"I don't think he'll be following us."
"Don't you?" William asked. "What would stop him?"
She smiled weakly. "He's a nasty person?"
"Then only saintly souls are allowed to skip about the centuries as if in a dance?"
"One could hope."
"One could hope my blade found home in his chest. I daresay, my love, that such will be the only way he remains behind."
Which meant he would be keeping watch for a goodly while, until he was satisfied.
But for the moment, what he did know was that he'd been spared, for whatever the reason. He wouldn't be caught unawares again.
He led the way along a path that seemed to be unnaturally well-trod, past a large pond and into a castle courtyard.
There were strangely formed wagons with shiny wheels and enclosed with brilliantly colored coverings standing in front of the hall door.
"Cars," Julianna breathed.
Well, an explanation was definitely in order, but perhaps later, after they'd discovered where they were truly and if the inhabitants were friend or foe.
Julianna slid off her horse near the hall door. William was hard-pressed to tie up their horses to a post and catch her before she'd ascended the three flat steps. He managed to catch her hand before she knocked. He drew his sword, pulled her behind him and gave her a pointed look. She rolled her eyes and sighed. But she stepped behind him willingly enough.
He turned his attentions to his current task and banged on the door sharply with the hilt of his sword.
The occupants weren't expecting visitors, if the lack of haste employed in opening the door was any indication.
A young man pulled the door open, drinking deeply from some kind of long, white box. He finished, dragged his sleeve across his mouth and looked at them with great indifference.
"Yeah?"
"Who is lord of this keep?" William demanded. "I'll speak with him immediately."
"And you would be?" the other asked.
William eyed him narrowly. The lad was doing irreparable damage to the peasant's English, but perhaps he was a servant and knew no better. Though with the way he slouched against the doorframe as if he hadn't any cares, William feared he hadn't yet hit upon the boy's identity. Perhaps this was the steward and he was accustomed to men banging on the doors, demanding to see his master. William knew there was no fault to be found with his own appearance. He could thank his uncle for replacing his threadbare garments. Whoever this young pup was, he should have been more impressed. William resheathed his sword with a flourish and put his shoulders back.
"I am William of Artane," he said slowly and distinctly, as if that very utterance should cause all within hearing to back up a pace. "And I demand to know where I am."
"William—" Julianna poked him in the back.
"And in what year," William added for good measure.
"William—"
"Julianna, I can see to this on my own."
"Julianna?"
William looked back at the keeper of the door and was surprised to see a flicker of emotion cross his face.
"Julianna Nelson?" the young man asked.
"Julianna de Piaget," William corrected, but before he could elaborate on that, his wife had popped out from behind his back and was blathering on in the same horrific butchering of the peasant's English the lad had used.

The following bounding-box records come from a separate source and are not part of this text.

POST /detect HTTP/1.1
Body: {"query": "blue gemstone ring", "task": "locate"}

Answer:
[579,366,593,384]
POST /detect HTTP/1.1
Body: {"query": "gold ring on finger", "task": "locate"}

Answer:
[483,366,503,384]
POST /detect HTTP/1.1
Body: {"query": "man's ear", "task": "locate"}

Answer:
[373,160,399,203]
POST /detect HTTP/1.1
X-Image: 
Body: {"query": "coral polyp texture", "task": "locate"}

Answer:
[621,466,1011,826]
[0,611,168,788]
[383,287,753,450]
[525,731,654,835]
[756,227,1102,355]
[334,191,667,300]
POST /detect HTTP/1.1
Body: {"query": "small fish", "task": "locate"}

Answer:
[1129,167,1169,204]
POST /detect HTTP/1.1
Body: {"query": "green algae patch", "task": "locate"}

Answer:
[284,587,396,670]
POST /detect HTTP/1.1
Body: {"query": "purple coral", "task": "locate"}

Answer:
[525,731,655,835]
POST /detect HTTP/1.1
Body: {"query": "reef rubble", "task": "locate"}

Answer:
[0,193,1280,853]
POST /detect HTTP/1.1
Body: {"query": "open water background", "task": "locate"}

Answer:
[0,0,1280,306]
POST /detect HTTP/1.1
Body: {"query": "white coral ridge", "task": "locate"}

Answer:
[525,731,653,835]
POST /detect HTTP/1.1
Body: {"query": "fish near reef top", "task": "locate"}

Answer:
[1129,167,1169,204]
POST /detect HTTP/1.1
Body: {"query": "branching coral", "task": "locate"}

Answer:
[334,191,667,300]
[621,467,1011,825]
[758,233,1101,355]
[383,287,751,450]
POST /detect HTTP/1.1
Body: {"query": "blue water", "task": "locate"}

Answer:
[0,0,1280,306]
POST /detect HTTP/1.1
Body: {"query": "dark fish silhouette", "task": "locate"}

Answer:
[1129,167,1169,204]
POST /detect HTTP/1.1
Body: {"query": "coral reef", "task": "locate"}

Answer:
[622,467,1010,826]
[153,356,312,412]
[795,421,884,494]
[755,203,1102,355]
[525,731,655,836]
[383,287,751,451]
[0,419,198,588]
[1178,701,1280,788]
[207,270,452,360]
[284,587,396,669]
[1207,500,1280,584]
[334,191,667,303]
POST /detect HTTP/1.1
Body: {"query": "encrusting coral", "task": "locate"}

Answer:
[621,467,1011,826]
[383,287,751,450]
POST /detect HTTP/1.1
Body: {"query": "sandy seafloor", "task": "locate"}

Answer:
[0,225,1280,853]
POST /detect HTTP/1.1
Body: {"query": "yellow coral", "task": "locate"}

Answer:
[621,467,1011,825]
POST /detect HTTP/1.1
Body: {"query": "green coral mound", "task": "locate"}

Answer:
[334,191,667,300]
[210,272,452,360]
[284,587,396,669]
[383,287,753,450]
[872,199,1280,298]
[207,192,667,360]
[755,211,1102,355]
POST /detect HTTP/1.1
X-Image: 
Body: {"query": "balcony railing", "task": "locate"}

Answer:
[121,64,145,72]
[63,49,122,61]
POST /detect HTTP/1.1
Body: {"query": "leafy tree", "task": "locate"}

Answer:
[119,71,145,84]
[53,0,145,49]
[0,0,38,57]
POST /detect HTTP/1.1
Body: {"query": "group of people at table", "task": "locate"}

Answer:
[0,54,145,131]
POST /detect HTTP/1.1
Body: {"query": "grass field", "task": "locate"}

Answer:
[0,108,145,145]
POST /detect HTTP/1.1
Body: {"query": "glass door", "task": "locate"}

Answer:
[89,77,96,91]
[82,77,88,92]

He found, however, that if he concentrated very hard, he could understand most of what was said. That, at least, gave him some small measure of comfort. Perhaps 'twas true he couldn't read. He did, however, have an ear for different tongues. He suspected it might serve him very well.
The lad was holding out his hand. "Zachary Smith. Elizabeth's brother."
Julianna took his hand and William snatched his wife's hand away just as quickly. He threw Zachary Smith a glare. How dare the wretch take liberties with his bride!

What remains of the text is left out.